Les molécules de la vie prennent leur origine dans l’espace
Une série de découvertes très récentes pourrait bouleverser radicalement la façon dont nous nous représentons en termes scientifiques l'apparition de la vie sur la Terre. Par contre-coup, serait aussi radicalement bouleversée la façon dont nous nous représentons les possibilités de vie proches de la nôtre dans les milliards de planètes potentiellement habitables peuplant l'univers proche.
Jean-Paul Baquiast 29/11/2013
- Le nuage moléculaire Sagittarius B2
C'est un article du NewScientist, cité en référence, signé par Leonie Mueck, éditrice au journal Nature communications, dont la réputation de sérieux est indiscutable, qui signale à l'intention du grand public des faits susceptibles de mettre si l'on peut dire le feu aux poudres. Il faut vraiment que les esprits des terriens soient lents à s'émouvoir pour que cette nouvelle n'ait pas encore fait, selon l'expression, un énorme buzz. Il est vrai que les 80% de ces mêmes terriens convaincus du fait que la vie a été créée par une divinité quelconque ne s'informeront pas de ces découvertes. S'ils le font, il les rejetteront comme sacrilège. Dieu merci, ce n'est pas notre cas. Résumons donc la situation.
La découverte révolutionnaire en question bouleverse l'idée que seule la Terre, ou tout au moins seules des planètes habitables telles que la Terre, peuvent permettre la synthèse de la chimie du carbone indispensable à la genèse de premières formes de vie, hydrocarbones, sucres, alcools et peut-être acides aminés simples. Au contraire, de tels composés organiques, voire d'autres plus complexes, se forment ou pourraient se former dans l'espace interstellaire profond.

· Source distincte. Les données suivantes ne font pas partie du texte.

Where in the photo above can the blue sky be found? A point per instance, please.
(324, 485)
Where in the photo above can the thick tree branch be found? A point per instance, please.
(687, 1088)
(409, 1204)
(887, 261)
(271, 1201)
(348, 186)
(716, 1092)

On sait depuis un certain temps que des molécules telles que l'eau, l'oxyde de carbone CO et l'ammoniaque apparaissent en sous-produits de la nucléosynthèse au coeur des étoiles. Elles se dispersent ensuite sous la forme de nuages moléculaires de très grande taille, tel le nuage Sagittarius B2, au centre de notre galaxie, d'un diamètre de 150 années lumières, très riche en alcool. Ces nuages se condensent régulièrement en donnant naissance à de nouvelles étoiles. La plupart des molécules organiques ainsi constituées ne pourraient sans doute pas se combiner pour donner naissance à des structures capables de se répliquer, autrement dit à des structures vitales, mais elles en sont des précurseurs.
Des météorites
On avait par ailleurs depuis longtemps constaté que des météorites jugés représentatifs des composants du système solaire primitif comportaient des molécules organiques plus complexes que l'eau, le CO et l'ammoniaque. Il s'agissait de divers amino-acides précurseurs des protéines terrestres. Mais alors comment ceux-ci auraient-ils pu se former dans les nuages moléculaires, caractérisés par une densité quasi infinitésimale, un froid intense et l'absence de sources d'énergie nécessaires à des synthèses chimiques ?
Le phénomène paraissait hautement improbable, jusqu'aux années 2010. A partir de cette date, les tout récents télescopes radio et infrarouge mis en service, tels le télescope infrarouge Spitzer de la Nasa ou les radiotélescopes ALMA dans le désert d'Atacama au Chili ont permis d'observer avec une précision jusqu'ici inégalée les manifestations de l'existence de molécules organiques complexes dans le nuage Sagittarius B2 ou dans des étoiles très éloignées de la Terre s'étant formées dans ce nuage.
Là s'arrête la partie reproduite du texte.